Лето. Мари-Лора сидит в нише за библиотекой с мадам Манек и безумным Юбером Базеном. Через маску, полным супа ртом, Юбер говорит:

– Я хочу кое-что вам показать.

Он ведет их по улице. Мари-Лора думает, что по рю-дю-Бойе, хотя это может быть рю-дю-Венсан-де-Гурнэ или рю-дез-От-Салль. Они доходят до городской стены и поворачивают направо, в улочку, где Мари-Лора еще не бывала. Спускаются на две ступени, отодвигают завесу плюща, и мадам Манек восклицает: «Юбер, что это?» Улочка все yже и yже. Они все трое идут вереницей, почти касаясь стен. Юбер останавливается. Мари-Лора чувствует, что стены по обеим сторонам уходят вверх, куда-то в бесконечность. Если папа и сделал этот проулок на макете, ее пальцы его еще не нашли.

Юбер, тяжело дыша за маской, роется в грязных штанах. Слева – там, где должны быть городские укрепления, – щелкает замок. Со скрипом отворяется дверь.

– Осторожно, не ударься головой, – говорит Юбер и ведет Мари-Лору внутрь; они спускаются в какое-то сырое место, где определенно пахнет морем. – Мы под стеной. Над нами двадцать метров гранита.

– Ой, Юбер, здесь мрачно, как на кладбище, – говорит мадам.

Однако Мари-Лора проходит еще чуть дальше. Подошвы скользят, пол круто уходит вниз, и вот уже ее туфли касаются воды.

– Пощупай, – говорит Юбер Базен.

Он наклоняется и прикладывает ее руку к закругленной стене, сплошь усеянной улитками. Их тут сотни. Тысячи.

– Как их много, – шепчет Мари-Лора.

– Не знаю почему. Может, потому, что сюда не залетают чайки? Вот, потрогай, я ее переверну.

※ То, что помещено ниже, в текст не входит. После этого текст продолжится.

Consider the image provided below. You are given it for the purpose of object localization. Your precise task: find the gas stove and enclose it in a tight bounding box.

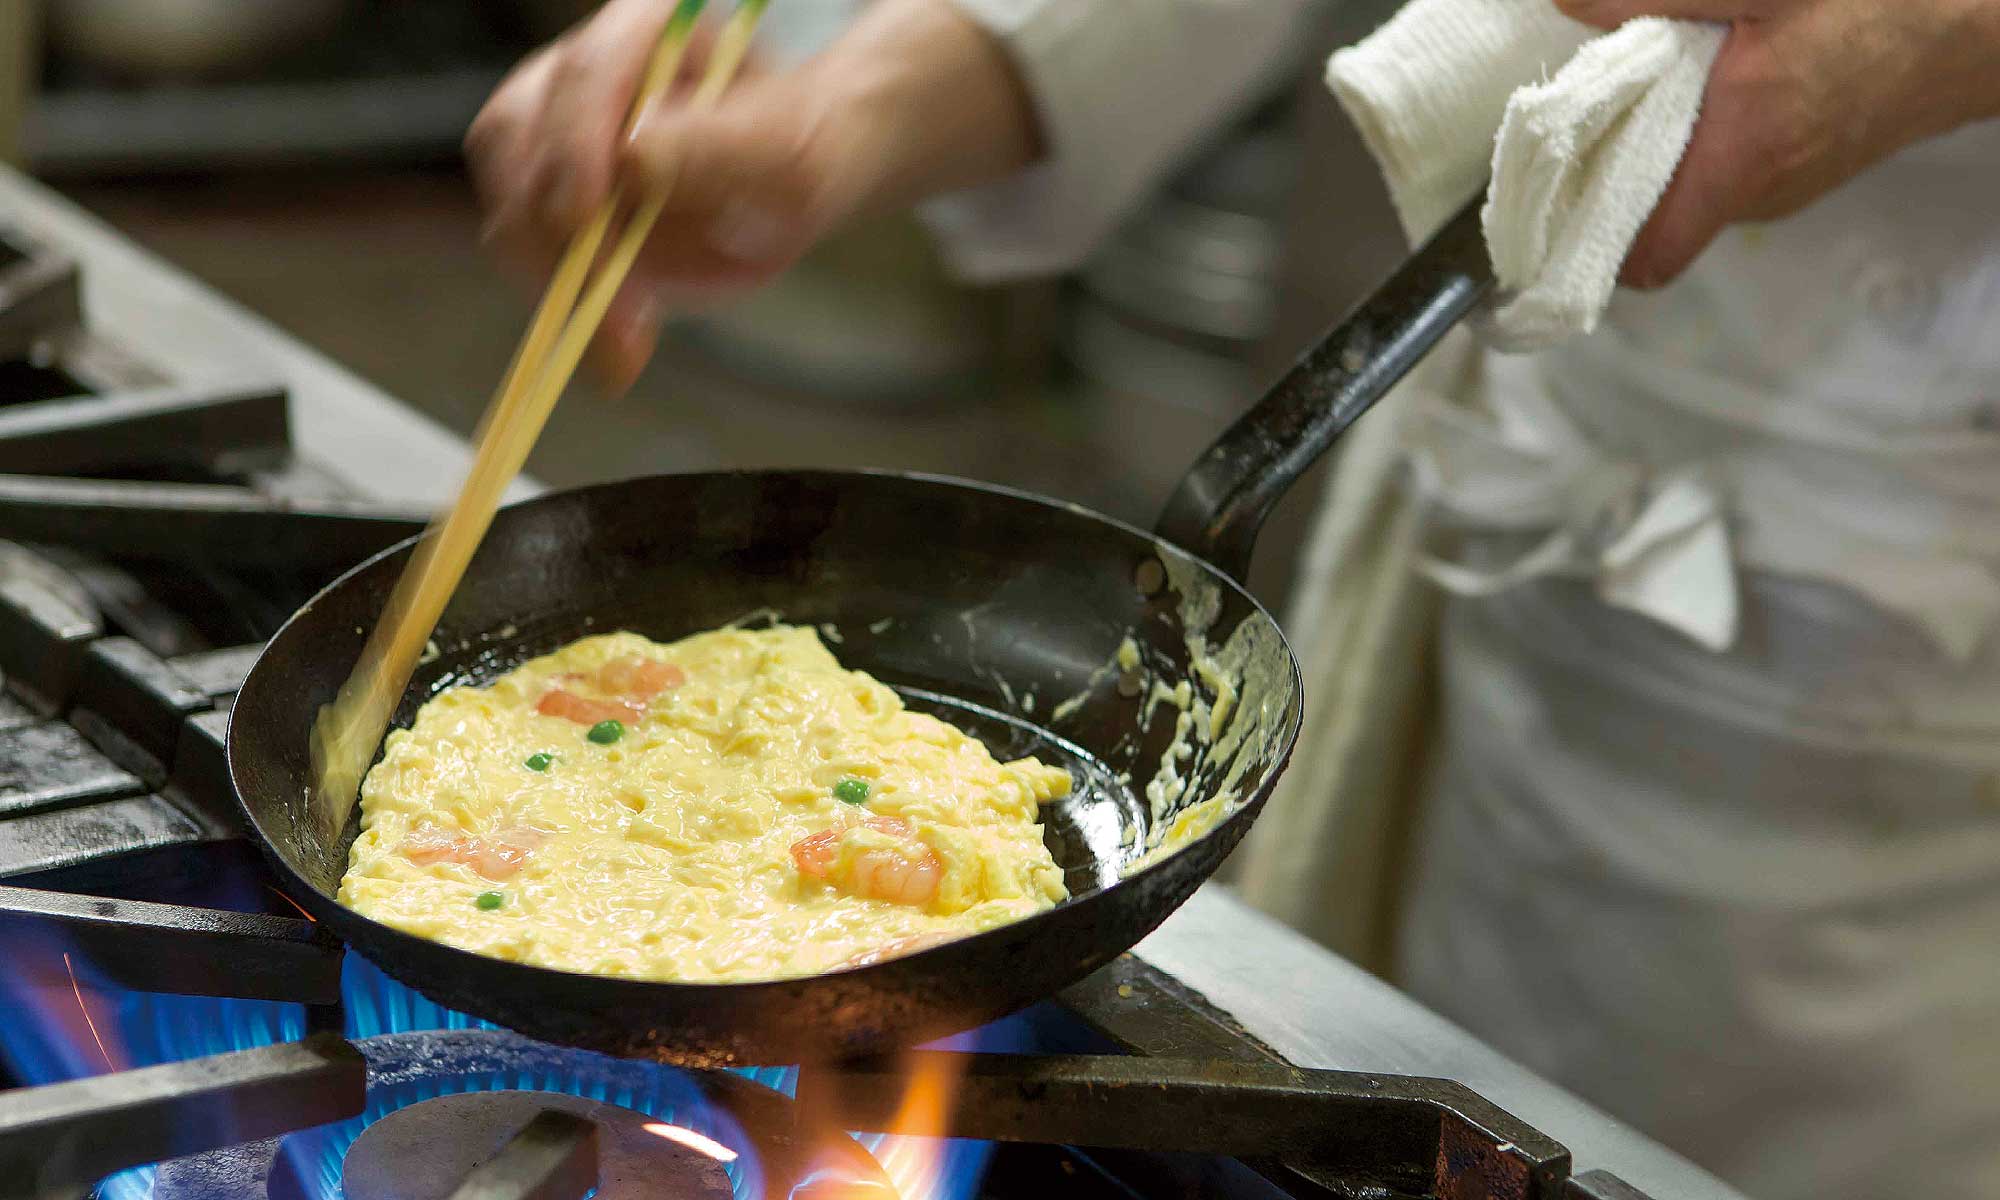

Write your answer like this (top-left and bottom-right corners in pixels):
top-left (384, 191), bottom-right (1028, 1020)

top-left (0, 168), bottom-right (1745, 1200)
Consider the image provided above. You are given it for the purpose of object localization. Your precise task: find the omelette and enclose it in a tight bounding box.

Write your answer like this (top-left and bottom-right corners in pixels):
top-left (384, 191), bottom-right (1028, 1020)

top-left (337, 625), bottom-right (1072, 982)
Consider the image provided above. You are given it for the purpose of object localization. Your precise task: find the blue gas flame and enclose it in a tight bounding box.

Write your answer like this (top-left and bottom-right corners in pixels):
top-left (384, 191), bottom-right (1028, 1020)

top-left (3, 943), bottom-right (1047, 1200)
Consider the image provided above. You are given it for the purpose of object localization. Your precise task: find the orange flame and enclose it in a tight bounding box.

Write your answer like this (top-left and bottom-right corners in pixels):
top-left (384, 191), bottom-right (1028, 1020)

top-left (799, 1052), bottom-right (969, 1199)
top-left (62, 952), bottom-right (117, 1073)
top-left (642, 1122), bottom-right (739, 1163)
top-left (267, 887), bottom-right (316, 921)
top-left (870, 1054), bottom-right (964, 1198)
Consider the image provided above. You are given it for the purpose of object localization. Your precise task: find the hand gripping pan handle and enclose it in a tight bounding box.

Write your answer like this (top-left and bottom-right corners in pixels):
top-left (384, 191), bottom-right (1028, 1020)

top-left (1155, 192), bottom-right (1493, 581)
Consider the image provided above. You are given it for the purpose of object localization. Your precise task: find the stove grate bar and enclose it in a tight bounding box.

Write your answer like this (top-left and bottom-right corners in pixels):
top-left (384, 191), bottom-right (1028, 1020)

top-left (168, 645), bottom-right (263, 704)
top-left (69, 636), bottom-right (212, 790)
top-left (800, 1051), bottom-right (1595, 1200)
top-left (0, 793), bottom-right (214, 882)
top-left (0, 474), bottom-right (425, 571)
top-left (0, 883), bottom-right (341, 1004)
top-left (0, 1033), bottom-right (364, 1200)
top-left (163, 710), bottom-right (241, 837)
top-left (0, 237), bottom-right (81, 363)
top-left (0, 573), bottom-right (100, 716)
top-left (0, 381), bottom-right (292, 480)
top-left (0, 721), bottom-right (144, 819)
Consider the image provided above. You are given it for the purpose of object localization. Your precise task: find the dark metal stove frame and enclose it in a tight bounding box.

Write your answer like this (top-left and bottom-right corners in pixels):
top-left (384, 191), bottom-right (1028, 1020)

top-left (0, 224), bottom-right (1654, 1200)
top-left (0, 900), bottom-right (1647, 1200)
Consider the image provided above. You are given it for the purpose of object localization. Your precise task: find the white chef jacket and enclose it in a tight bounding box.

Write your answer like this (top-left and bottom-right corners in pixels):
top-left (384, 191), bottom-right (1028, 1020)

top-left (1396, 119), bottom-right (2000, 1200)
top-left (928, 5), bottom-right (2000, 1199)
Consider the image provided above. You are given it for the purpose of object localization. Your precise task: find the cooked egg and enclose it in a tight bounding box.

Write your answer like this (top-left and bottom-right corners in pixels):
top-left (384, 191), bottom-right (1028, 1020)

top-left (338, 625), bottom-right (1071, 981)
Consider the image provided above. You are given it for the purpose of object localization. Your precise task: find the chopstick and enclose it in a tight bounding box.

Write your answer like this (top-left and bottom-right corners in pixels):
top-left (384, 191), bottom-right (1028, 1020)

top-left (309, 0), bottom-right (770, 836)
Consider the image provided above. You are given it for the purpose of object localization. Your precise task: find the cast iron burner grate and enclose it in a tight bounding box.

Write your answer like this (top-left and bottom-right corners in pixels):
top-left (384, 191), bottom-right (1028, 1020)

top-left (0, 224), bottom-right (1655, 1200)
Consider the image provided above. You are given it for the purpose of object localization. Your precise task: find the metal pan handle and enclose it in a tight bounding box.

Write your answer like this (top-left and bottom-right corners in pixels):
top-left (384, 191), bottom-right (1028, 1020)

top-left (1154, 192), bottom-right (1492, 581)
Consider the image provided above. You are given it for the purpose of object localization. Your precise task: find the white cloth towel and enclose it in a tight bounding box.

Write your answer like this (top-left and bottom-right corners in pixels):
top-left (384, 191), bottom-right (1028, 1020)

top-left (1328, 1), bottom-right (1724, 351)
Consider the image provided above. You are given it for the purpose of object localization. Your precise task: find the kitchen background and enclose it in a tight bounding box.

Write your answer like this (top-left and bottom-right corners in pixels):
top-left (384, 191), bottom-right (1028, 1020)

top-left (0, 0), bottom-right (1405, 613)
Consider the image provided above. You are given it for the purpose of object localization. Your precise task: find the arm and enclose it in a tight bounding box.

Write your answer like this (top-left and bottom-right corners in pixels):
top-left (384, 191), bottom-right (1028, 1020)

top-left (921, 0), bottom-right (1320, 281)
top-left (467, 0), bottom-right (1316, 383)
top-left (467, 0), bottom-right (1042, 386)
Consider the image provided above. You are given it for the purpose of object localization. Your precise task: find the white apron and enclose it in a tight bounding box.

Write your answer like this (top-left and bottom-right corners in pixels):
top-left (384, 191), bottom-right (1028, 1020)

top-left (1397, 119), bottom-right (2000, 1200)
top-left (915, 4), bottom-right (2000, 1191)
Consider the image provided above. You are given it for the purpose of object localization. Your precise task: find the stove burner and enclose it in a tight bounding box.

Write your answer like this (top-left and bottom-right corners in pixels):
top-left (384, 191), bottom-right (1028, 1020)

top-left (150, 1028), bottom-right (897, 1200)
top-left (334, 1092), bottom-right (731, 1200)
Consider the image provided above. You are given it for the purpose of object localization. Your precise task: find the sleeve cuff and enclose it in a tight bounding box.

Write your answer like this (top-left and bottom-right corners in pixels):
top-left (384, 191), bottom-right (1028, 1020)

top-left (922, 0), bottom-right (1313, 283)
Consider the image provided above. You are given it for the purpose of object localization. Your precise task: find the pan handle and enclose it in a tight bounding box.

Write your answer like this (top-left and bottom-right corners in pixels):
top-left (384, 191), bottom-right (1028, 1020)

top-left (1154, 192), bottom-right (1492, 581)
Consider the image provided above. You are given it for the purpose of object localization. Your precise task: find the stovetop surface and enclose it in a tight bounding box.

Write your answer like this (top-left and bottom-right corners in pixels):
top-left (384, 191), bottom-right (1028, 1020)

top-left (0, 165), bottom-right (1744, 1200)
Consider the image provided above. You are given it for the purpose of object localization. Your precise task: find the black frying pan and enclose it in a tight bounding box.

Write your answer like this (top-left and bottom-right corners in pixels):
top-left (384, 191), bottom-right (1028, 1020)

top-left (226, 199), bottom-right (1490, 1067)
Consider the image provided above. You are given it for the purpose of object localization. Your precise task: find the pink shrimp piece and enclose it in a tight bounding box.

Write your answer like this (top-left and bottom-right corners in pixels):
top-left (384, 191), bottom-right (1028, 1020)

top-left (400, 825), bottom-right (544, 880)
top-left (840, 930), bottom-right (960, 969)
top-left (399, 824), bottom-right (465, 867)
top-left (536, 687), bottom-right (643, 726)
top-left (466, 827), bottom-right (546, 879)
top-left (596, 655), bottom-right (686, 698)
top-left (790, 816), bottom-right (943, 907)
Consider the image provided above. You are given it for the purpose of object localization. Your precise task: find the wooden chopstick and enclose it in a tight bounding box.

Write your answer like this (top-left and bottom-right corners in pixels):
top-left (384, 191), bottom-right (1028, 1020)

top-left (309, 0), bottom-right (769, 837)
top-left (509, 0), bottom-right (764, 434)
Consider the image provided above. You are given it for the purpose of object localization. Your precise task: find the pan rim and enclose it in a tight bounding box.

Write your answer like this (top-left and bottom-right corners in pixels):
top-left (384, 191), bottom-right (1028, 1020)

top-left (226, 466), bottom-right (1303, 997)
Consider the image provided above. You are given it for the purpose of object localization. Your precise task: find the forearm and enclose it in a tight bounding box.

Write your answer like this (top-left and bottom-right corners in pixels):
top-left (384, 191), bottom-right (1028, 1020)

top-left (801, 0), bottom-right (1044, 223)
top-left (920, 0), bottom-right (1319, 280)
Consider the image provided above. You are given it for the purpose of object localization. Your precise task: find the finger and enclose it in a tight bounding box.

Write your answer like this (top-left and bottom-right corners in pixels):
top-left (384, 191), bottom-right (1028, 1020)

top-left (1552, 0), bottom-right (1784, 29)
top-left (466, 47), bottom-right (558, 228)
top-left (622, 80), bottom-right (825, 248)
top-left (586, 276), bottom-right (665, 395)
top-left (537, 0), bottom-right (678, 232)
top-left (480, 141), bottom-right (569, 278)
top-left (1619, 94), bottom-right (1754, 287)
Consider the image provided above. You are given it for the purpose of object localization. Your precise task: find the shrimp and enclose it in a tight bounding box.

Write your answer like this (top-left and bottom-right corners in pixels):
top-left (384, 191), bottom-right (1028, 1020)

top-left (535, 688), bottom-right (644, 726)
top-left (537, 655), bottom-right (685, 725)
top-left (401, 824), bottom-right (545, 880)
top-left (597, 655), bottom-right (686, 698)
top-left (790, 816), bottom-right (943, 907)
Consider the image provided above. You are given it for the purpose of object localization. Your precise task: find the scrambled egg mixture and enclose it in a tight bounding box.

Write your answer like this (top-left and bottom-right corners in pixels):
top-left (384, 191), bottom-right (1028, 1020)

top-left (338, 626), bottom-right (1071, 982)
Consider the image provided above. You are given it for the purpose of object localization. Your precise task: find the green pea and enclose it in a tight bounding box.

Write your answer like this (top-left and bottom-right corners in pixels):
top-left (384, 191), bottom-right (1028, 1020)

top-left (586, 719), bottom-right (624, 745)
top-left (475, 890), bottom-right (505, 911)
top-left (833, 778), bottom-right (870, 805)
top-left (525, 753), bottom-right (554, 772)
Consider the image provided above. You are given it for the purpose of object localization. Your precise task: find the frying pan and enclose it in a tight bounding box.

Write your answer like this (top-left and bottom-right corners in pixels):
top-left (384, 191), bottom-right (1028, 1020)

top-left (227, 198), bottom-right (1491, 1067)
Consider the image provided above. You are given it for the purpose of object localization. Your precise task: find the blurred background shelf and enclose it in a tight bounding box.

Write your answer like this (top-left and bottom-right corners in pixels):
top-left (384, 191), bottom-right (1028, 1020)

top-left (19, 0), bottom-right (565, 175)
top-left (26, 69), bottom-right (505, 176)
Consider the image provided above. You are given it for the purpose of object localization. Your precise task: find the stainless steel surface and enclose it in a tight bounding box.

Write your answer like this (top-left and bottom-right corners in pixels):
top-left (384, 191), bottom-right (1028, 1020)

top-left (1137, 887), bottom-right (1750, 1200)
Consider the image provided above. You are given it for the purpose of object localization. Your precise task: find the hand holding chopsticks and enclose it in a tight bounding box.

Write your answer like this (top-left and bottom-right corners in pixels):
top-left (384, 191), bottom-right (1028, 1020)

top-left (309, 0), bottom-right (771, 836)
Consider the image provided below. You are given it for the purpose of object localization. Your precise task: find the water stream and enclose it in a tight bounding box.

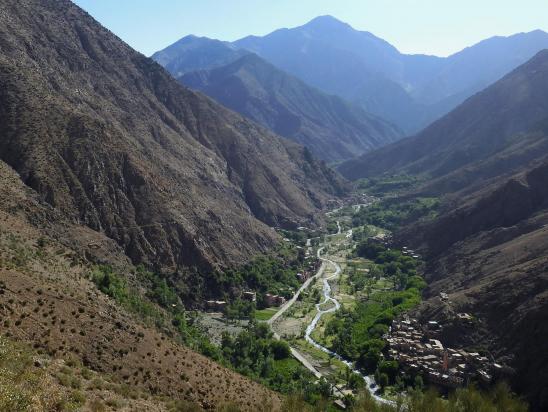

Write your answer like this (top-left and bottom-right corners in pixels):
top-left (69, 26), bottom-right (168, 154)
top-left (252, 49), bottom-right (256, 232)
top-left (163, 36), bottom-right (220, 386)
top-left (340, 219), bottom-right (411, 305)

top-left (304, 223), bottom-right (397, 406)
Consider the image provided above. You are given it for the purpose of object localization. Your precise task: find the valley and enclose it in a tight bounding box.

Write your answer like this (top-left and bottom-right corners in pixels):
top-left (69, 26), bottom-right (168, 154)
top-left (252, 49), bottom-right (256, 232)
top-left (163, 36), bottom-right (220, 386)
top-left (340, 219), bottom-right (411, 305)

top-left (1, 0), bottom-right (547, 410)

Сотни крохотных извивающихся ножек под жестким панцирем: морская звезда.

– Вот голубые мидии. А вот мертвый краб, чувствуешь клешню? Осторожнее, пригнись.

Рядом плещет прибой. Мари-Лора идет дальше: пол здесь песчаный, вода еле доходит до щиколоток. Насколько можно понять, это низкий грот, по форме как буханка – метра три-четыре глубиной и метра два шириной. В дальнем конце толстая решетка, через которую дует лучезарный, чистый морской ветер. Пальцы находят морских желудей, водоросли, еще тысячи улиток.

– Что это?

– Помнишь, я рассказывал про сторожевых псов? Давным-давно городские псари держали здесь мастифов – огромных собак размером с лошадь. Когда колокол возвещал, что наступила ночь, собак выпускали, и, если кто-нибудь из моряков отваживался сунуться на берег, его рвали в клочки. Где-то под этими мидиями на камне нацарапана дата: «Тысяча сто шестьдесят пятый год».

– А как же вода?

– Даже в самый высокий прилив она тут не глубже, чем по пояс. А тогда, возможно, приливы были ниже. Мы играли здесь в детстве. Я и твой дед. Иногда и твой двоюродный дедушка тоже.

Вода плещет под ногами. Мидии щелкают раковинами. Мари-Лора думает о моряках, которые жили в этом городе, о контрабандистах и пиратах, как они вели свои суденышки по темному морю между десятью тысячами рифов.